Following four months of refresher training at MCAS El Toro with VMA-214, he was assigned ultimately as commanding officer of MABS-33 from December 1967 through July 1968. In July he reported to Marine Helicopter Training Group 30 (MHTG-30) at MCAS Tustin for Helicopter Transition Training. He arrived in South Vietnam in October 1968 serving as the operations officer for Marine Aircraft Group 16 at Marble Mountain Airfield. From January to August 1969 he served as the commanding officer of HMM-364. During his time with the squadron, he was awarded the Navy Cross, Silver Star and Purple Heart for his action flying in combat.

==1970s and later career==
In October 1969, Brady was assigned to Headquarters Marine Corps at the Pentagon and stayed in this role until July 1971. He was selected to attend the Army War College at Carlisle Barracks, Pennsylvania, graduating in June 1972. This was followed by short stint at Shippensburg State College, Pennsylvania, where he earned his master's degree in August 1972. Newly promoted to colonel, his next assignment was as the commanding officer of Marine Corps Air Station Tustin, California, from August 1972 to July 1974. This was followed by another command tour with Marine Aircraft Group 16 which began at MCAS Tustin and later moved to Marine Corps Air Facility Camp Pendleton from July 1974 to June 1975. Following back to back successful command tours he served as the chief of staff for Marine Corps Base Camp Smedley D. Butler in Okinawa, from July 1975 to December 1977. In January 1978 he began serving as the special assistant to the commander of U.S. Naval Forces Korea in South Korea and to the commandant of the Republic of Korea Marine Corps. His final assignment was as inspector with the commander, Marine Corps Air Bases Western Area at MCAS El Toro from January 1980 until his retirement from the Marine Corps on October 1, 1980.

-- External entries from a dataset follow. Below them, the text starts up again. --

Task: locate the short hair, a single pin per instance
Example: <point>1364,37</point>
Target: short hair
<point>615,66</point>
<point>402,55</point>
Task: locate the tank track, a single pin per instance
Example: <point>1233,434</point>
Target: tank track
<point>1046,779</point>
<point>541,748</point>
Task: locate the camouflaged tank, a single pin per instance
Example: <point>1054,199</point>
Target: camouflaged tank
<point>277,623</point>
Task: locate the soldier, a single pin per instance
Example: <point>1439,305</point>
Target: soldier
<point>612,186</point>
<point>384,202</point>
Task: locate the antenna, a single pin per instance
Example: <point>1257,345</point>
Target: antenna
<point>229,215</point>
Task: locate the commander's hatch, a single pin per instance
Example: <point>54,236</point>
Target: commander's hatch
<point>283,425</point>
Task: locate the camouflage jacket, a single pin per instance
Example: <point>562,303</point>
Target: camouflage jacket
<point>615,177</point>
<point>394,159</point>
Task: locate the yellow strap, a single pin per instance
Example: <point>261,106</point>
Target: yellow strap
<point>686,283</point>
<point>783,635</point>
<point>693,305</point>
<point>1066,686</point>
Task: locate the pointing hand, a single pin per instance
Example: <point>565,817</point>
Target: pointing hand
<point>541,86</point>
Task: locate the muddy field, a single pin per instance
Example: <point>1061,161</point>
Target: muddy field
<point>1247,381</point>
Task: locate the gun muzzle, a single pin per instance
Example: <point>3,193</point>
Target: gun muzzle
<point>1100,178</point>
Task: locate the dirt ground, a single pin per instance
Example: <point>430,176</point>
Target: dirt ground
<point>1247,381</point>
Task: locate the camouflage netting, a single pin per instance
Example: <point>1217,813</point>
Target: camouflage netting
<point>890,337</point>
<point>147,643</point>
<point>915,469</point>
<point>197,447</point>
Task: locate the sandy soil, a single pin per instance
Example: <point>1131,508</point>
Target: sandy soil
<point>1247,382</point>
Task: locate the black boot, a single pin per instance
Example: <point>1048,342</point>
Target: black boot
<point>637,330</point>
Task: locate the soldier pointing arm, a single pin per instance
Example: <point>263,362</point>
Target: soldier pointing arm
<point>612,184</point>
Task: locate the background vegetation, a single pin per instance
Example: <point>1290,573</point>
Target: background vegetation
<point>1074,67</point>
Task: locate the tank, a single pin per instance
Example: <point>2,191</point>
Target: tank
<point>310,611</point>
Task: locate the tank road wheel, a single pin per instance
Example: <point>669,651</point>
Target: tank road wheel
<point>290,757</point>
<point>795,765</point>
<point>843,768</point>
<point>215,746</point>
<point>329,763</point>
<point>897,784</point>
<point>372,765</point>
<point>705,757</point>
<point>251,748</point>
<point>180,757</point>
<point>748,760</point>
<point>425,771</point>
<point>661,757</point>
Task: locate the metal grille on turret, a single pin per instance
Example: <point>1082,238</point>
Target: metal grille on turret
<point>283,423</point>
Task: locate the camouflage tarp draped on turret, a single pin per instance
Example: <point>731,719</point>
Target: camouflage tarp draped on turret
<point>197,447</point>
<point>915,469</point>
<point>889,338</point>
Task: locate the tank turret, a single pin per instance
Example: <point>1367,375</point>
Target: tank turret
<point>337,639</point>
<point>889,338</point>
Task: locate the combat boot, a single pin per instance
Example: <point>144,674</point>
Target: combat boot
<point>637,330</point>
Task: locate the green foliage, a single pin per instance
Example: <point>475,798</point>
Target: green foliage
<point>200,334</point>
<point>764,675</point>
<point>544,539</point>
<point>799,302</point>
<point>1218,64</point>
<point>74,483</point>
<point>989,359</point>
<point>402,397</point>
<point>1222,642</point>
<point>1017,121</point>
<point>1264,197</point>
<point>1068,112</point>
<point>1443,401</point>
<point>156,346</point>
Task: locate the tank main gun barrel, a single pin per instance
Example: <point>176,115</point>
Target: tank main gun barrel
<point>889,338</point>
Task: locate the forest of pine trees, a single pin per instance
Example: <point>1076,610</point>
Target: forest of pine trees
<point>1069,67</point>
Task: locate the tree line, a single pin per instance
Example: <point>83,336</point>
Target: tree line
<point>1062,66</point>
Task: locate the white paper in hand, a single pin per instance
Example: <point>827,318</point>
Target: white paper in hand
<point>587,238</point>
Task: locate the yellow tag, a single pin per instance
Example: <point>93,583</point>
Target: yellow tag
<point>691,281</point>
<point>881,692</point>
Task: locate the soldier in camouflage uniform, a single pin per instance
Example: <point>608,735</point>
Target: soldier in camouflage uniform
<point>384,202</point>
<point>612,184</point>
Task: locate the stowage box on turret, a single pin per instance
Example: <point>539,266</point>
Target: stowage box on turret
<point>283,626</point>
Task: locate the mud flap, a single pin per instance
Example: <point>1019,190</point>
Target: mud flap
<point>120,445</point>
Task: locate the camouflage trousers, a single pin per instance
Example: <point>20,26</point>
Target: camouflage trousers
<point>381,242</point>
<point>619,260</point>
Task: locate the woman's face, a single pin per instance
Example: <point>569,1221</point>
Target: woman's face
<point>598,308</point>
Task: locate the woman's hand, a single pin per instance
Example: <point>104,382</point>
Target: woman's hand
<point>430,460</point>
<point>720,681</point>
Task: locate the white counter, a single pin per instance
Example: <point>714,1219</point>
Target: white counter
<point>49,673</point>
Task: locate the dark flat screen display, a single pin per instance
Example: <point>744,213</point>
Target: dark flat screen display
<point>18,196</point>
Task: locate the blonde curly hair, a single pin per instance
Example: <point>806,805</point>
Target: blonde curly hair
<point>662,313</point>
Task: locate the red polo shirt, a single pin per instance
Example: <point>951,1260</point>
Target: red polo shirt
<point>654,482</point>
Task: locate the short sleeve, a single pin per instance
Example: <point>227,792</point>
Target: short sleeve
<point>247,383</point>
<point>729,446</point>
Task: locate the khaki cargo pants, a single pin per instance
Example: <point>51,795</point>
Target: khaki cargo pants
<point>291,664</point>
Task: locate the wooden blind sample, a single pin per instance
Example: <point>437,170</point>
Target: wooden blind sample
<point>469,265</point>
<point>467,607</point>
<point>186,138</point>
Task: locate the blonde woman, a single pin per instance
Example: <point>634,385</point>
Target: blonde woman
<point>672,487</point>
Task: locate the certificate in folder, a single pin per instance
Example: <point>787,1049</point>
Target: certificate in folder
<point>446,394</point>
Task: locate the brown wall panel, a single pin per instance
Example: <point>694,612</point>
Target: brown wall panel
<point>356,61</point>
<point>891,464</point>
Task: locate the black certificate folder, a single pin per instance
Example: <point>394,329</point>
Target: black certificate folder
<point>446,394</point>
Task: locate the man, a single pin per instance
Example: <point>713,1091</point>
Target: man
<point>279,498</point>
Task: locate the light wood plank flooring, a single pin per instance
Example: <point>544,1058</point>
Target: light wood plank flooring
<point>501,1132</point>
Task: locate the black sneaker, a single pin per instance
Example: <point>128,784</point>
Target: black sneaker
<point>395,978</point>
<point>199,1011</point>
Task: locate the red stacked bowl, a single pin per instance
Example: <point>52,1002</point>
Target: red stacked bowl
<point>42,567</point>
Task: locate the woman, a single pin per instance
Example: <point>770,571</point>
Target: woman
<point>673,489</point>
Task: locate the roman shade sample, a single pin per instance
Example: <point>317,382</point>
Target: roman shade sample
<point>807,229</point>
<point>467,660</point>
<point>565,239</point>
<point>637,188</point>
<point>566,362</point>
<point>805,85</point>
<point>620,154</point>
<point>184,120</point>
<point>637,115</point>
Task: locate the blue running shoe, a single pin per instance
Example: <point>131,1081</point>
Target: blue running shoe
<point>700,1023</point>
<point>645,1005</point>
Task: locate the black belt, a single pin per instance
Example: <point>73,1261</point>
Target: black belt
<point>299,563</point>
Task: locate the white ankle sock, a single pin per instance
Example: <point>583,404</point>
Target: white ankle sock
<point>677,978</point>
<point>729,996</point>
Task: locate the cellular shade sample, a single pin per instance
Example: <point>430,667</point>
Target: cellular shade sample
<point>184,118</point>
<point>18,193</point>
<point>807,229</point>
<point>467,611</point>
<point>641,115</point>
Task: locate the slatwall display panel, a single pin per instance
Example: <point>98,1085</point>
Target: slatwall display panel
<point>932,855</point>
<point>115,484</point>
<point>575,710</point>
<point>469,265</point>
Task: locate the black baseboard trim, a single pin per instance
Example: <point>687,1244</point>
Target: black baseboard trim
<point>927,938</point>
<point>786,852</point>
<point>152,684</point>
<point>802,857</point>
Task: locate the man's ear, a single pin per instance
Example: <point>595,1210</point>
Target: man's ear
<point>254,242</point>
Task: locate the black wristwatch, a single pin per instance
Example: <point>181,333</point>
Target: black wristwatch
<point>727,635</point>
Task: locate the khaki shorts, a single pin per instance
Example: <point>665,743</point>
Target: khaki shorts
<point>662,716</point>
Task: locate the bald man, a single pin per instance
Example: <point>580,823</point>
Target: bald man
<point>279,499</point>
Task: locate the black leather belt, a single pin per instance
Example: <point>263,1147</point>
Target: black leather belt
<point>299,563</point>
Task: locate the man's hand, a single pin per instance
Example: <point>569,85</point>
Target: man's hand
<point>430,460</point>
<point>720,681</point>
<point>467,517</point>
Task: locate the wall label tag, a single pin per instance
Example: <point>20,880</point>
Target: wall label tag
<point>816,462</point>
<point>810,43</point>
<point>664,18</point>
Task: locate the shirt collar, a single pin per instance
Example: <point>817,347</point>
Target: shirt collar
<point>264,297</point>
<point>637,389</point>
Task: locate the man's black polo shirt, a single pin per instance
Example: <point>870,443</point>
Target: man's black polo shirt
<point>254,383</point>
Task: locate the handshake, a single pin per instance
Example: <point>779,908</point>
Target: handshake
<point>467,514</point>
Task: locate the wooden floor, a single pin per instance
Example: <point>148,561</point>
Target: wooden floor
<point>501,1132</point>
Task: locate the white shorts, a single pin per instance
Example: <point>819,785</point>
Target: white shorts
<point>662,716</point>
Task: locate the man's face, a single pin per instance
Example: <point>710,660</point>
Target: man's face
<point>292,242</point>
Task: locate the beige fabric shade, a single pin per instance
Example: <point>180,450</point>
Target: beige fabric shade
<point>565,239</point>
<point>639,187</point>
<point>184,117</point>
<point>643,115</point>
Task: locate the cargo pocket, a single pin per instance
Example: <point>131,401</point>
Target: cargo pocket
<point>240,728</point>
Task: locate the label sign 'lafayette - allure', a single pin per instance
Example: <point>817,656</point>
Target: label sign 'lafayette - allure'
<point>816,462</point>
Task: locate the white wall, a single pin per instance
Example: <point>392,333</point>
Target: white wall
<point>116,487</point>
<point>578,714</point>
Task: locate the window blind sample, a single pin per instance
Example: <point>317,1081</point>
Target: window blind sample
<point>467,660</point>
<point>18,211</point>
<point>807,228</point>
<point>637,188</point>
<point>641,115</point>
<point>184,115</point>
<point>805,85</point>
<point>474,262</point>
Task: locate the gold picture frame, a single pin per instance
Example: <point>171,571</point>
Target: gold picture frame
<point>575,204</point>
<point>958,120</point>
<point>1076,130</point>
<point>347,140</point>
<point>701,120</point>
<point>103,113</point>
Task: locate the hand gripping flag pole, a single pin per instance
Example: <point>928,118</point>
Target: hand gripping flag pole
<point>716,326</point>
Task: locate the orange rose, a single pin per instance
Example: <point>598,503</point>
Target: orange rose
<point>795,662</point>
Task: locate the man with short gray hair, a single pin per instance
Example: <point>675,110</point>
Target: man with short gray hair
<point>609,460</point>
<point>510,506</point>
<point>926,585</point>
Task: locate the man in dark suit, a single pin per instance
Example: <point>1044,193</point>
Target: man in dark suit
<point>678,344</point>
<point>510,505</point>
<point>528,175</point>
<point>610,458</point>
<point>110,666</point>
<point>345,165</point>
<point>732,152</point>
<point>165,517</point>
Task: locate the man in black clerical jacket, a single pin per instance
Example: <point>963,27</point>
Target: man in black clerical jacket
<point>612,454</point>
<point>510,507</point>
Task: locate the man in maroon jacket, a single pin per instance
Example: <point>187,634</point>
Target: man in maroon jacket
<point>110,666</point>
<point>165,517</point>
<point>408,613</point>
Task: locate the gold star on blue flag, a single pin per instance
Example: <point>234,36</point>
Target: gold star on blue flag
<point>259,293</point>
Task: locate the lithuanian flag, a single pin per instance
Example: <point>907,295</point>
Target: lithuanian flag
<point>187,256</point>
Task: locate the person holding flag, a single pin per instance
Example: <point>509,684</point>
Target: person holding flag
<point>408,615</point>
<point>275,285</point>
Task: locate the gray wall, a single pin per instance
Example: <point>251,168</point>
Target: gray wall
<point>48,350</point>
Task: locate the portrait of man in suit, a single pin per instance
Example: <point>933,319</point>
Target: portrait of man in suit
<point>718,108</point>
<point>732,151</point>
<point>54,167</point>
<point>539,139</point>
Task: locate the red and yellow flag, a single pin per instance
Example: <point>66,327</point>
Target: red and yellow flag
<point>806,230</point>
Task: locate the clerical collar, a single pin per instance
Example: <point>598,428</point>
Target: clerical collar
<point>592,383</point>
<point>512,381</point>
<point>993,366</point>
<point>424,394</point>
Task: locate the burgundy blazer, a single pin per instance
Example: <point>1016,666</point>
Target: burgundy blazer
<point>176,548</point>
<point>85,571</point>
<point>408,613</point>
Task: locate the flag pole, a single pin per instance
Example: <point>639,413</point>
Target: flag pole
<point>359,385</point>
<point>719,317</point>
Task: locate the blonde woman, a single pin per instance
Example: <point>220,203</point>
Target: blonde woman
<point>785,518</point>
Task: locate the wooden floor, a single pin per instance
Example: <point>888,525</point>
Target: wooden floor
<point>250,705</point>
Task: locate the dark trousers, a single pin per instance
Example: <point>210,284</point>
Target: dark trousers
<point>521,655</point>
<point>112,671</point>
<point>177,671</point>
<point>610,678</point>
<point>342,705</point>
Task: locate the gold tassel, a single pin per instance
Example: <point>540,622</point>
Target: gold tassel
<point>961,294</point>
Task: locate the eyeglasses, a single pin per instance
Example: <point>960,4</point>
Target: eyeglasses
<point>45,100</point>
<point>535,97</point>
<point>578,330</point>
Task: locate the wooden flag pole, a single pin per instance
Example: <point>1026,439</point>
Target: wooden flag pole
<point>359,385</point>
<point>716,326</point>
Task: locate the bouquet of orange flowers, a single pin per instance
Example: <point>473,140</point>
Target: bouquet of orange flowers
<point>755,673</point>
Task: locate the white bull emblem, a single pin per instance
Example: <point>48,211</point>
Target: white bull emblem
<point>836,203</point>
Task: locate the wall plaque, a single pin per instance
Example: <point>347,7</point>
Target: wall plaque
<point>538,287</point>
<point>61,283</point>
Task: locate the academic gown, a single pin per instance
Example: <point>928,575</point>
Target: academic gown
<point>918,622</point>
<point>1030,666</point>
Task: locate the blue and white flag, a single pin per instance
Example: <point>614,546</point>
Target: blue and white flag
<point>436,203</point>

==Retirement & later life==
Colonel Eugene Brady died on June 9, 2011.

==Navy Cross citation==
The President of the United States of America takes pleasure in presenting the Navy Cross to
Lieutenant Colonel Eugene R. Brady (MCSN: 0–51664), United States Marine Corps
 for extraordinary heroism and intrepidity in action while serving as Commanding Officer of Marine Medium Helicopter Squadron THREE HUNDRED SIXTY-FOUR (HMM-364), Marine Aircraft Group SIXTEEN (MAG-16), First Marine Aircraft Wing, in connection with combat operations against the enemy in the Republic of Vietnam. On 15 May 1969, Lieutenant Colonel Brady launched as Aircraft Commander of a transport helicopter assigned the mission of medically evacuating several seriously wounded Marines from an area northwest of An Hoa in Quang Nam Province. Arriving over the designated location, he was advised by the ground commander that the vastly outnumbered unit was surrounded by the enemy, some as close as thirty meters to the Marines' positions. Fully aware of the dangers involved, and despite rapidly approaching darkness and deteriorating weather conditions, Lieutenant Colonel Brady elected to complete his mission. As he commenced a high-speed, low-altitude approach to the confined zone, he came under a heavy volume of hostile automatic weapons fire which damaged his aircraft but did not deter him from landing. During the considerable period of time required to embark the casualties, the landing zone was subjected to intense enemy mortar fire, several rounds of which landed perilously close to the transport, rendering additional damage to the helicopter. However, Lieutenant Colonel Brady displayed exceptional composure as he calmly relayed hostile firing positions to fixed-wing aircraft overhead and steadfastly remained in his dangerously exposed position until all the wounded men were safely aboard. Demonstrating superb airmanship, he then executed a series of evasive maneuvers as he lifted from the fire-swept zone, and subsequently delivered the casualties to the nearest medical facility. His heroic and determined actions inspired all who observed him and were instrumental in saving the lives of eight fellow Marines. By his courage, superior aeronautical ability, and unfaltering devotion to duty in the face of grave personal danger, Lieutenant Colonel Brady upheld the highest traditions of the Marine Corps and of the United States Naval Service.